Lo sguardo scuro e freddo del Vescovo scivolò per un attimo su entrambi.
«Il Diavolo sa badare a se stesso…»
Ingold chinò il capo verso la donna con gentilezza.
«Come fa il vero Dio, mia Signora. Ma noi Maghi non apparteniamo a qualche universo in particolare, e così dobbiamo difenderci come possiamo. Quo, la roccaforte della Magia come tutti la considerano, è sempre stata immune dalla distruzione e dalle invasioni. Dubito che qualsiasi Mago, per quanto abile, possa oltrepassare in questo momento le difese della città.»
«Ma questo è ciò che proponi di fare?», chiese Alwir con una nota di maliziosa curiosità nella voce. Aveva pur vinto la sua battaglia, o almeno questa particolare scaramuccia, e poteva ora permettersi di lasciar cadere il suo atteggiamento severo e divertirsi, cosa che Gil sapeva essergli familiare e abituale.

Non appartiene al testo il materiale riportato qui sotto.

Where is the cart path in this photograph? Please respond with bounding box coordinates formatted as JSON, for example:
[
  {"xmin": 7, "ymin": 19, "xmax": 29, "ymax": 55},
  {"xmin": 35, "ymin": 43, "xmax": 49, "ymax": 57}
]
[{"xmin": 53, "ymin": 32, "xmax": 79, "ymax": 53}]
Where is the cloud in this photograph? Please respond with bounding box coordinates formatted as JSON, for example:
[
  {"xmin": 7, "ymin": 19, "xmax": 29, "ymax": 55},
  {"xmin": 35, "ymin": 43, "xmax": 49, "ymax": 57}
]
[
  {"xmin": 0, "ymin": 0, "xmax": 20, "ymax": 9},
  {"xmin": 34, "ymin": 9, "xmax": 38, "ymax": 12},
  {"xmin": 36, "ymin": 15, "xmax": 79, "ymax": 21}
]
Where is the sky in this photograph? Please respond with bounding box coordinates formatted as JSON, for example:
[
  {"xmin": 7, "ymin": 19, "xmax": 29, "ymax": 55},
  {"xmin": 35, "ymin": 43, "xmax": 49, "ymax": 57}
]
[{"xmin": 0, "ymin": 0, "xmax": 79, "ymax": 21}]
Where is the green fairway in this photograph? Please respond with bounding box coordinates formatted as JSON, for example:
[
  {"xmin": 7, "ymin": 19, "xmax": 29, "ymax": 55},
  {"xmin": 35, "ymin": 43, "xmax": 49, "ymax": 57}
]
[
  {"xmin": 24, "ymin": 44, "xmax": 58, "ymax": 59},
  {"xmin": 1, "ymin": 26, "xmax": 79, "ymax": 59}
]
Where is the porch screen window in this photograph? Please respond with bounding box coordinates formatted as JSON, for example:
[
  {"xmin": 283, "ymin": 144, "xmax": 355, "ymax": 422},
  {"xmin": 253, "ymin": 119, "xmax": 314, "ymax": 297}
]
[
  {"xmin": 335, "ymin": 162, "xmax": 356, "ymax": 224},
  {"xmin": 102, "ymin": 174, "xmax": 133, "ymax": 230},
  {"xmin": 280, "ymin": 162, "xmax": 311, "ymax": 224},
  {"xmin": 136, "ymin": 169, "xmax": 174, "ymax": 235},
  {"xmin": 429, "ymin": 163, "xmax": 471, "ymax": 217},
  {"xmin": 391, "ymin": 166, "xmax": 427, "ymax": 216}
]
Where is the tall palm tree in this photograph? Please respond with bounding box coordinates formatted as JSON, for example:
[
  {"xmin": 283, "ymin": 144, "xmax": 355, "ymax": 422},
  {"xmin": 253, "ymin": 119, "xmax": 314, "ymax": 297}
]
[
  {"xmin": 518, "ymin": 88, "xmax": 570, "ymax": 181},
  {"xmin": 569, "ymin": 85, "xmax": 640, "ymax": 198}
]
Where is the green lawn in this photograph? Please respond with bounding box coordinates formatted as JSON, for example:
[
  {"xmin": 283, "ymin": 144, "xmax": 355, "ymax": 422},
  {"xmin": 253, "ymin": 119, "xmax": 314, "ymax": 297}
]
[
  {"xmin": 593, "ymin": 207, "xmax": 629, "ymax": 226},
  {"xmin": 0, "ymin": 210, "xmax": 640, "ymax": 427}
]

«È ciò che propongo di tentare. Subito dopo che — come ho già detto — avrò messo al sicuro il Principe. Ma prima, mio Signore Alwir, ho bisogno di riposo per me ed i miei giovani amici. Essi hanno camminato a lungo lontani dalle loro case, e sicuramente non le vedranno prima di molti tramonti. Inoltre, con il tuo permesso, vorrei vedere la Regina.»
Un’improvvisa agitazione pervase la sala. Qualcuno aprì la porta dell’entrata secondaria e l’improvvisa ventata gelida che entrò, rigettò indietro il fumo facendo tossire il Vescovo con un suono secco e stridulo. L’oscurità, oltre la porta, appariva sfumata di un colore grigio pallido.